Le pegó otro viaje a la damajuana antes de sacar el Ford marcha atrás. Cuando lo llevó a la puerta de la casa, Marion se encontraba en una esquina del porche mirando por encima de los árboles. El sol daba en las laderas de las colinas y la niebla había desaparecido. Pero en aquellas alturas todavía hacía un poco de frío. Marion llevaba sobre sus oscuros cabellos un sombrerito que le sentaba mal, y sus labios aferraban un cigarrillo como unos alicates sujetando un tornillo. Hank entró en la casa sin dirigirle la palabra. En el piso de arriba estaban las dos maletas, el neceser, la sombrerera y el baulito verde con esquinas redondeadas de latón. Lo bajó todo y lo amontonó en la trasera del coche. Marion ya había ocupado el asiento.
Hank se sentó junto a ella, puso el motor en marcha y descendieron por el camino de grava hasta la sucia carretera que seguía las curvas del río durante seis millas para luego desviarse ladera abajo hasta el pueblecito por el que pasaba el ferrocarril.

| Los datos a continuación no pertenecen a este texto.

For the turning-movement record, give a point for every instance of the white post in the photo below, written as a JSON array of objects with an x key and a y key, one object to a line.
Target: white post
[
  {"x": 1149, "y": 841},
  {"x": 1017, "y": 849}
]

Marion miró con atención el río y dijo:
—Te gusta pelear con ese río, ¿verdad? ¿Es peligroso?
—No, si tienes el corazón en forma.
—¿Por qué no luchas por algo que valga la pena?
—Oh, Dios mío —dijo Hank.
Marion le miró un momento, y luego se quedó mirando hacia delante, a través del polvoriento parabrisas.
—En un año habré olvidado que existías —dijo—. Es un poco triste. Pero ¿cuánta vida pretenden chuparle a las mujeres los hombres como tú?

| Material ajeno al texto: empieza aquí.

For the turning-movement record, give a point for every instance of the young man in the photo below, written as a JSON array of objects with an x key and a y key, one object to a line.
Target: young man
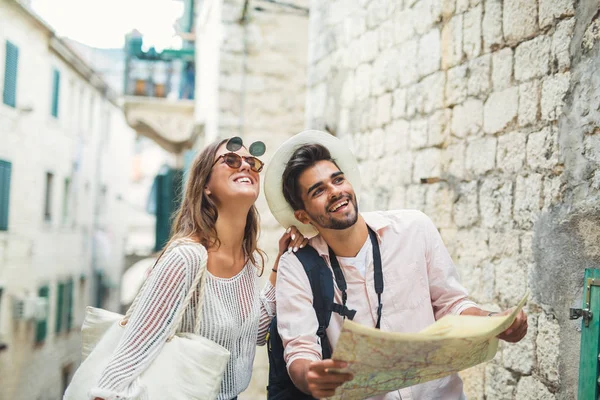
[{"x": 312, "y": 179}]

Se atragantó. Hank estiró el brazo y le palmeó el hombro.
—Tómatelo con calma —dijo—. Algún día lo pondrás todo en un libro.
—Ni siquiera sé dónde ir —sollozó ella.
Él volvió a palmearle el hombro y esta vez no dijo nada. Ninguno de los dos habló hasta que llegaron a la estación. Hank descargó el equipaje y lo colocó junto a las vías. Quiso facturar el baúl, pero Marion dijo que lo haría ella misma.
—Bueno, me sentaré en el coche hasta que te vayas —dijo Hank.
Le dio un apretón en el brazo y ella dio media vuelta y se alejó de él. Se quedó bastante tiempo sentado en el coche hasta que el tren llegó. Empezó a tener ganas de echar un trago. Pensó que Marion le miraría y, por lo menos, le diría adiós con la mano al subir al tren. Pero no lo hizo. No tenía que haber esperado. Podría haber vuelto a casa y cogido la garrafa hacía un buen rato. Era un gesto vacío, eso de esperar. Peor aún, ni siquiera tenía estilo. Contempló sin mover un músculo cómo el tren se perdía de vista. También aquello resultaba inútil y sin estilo.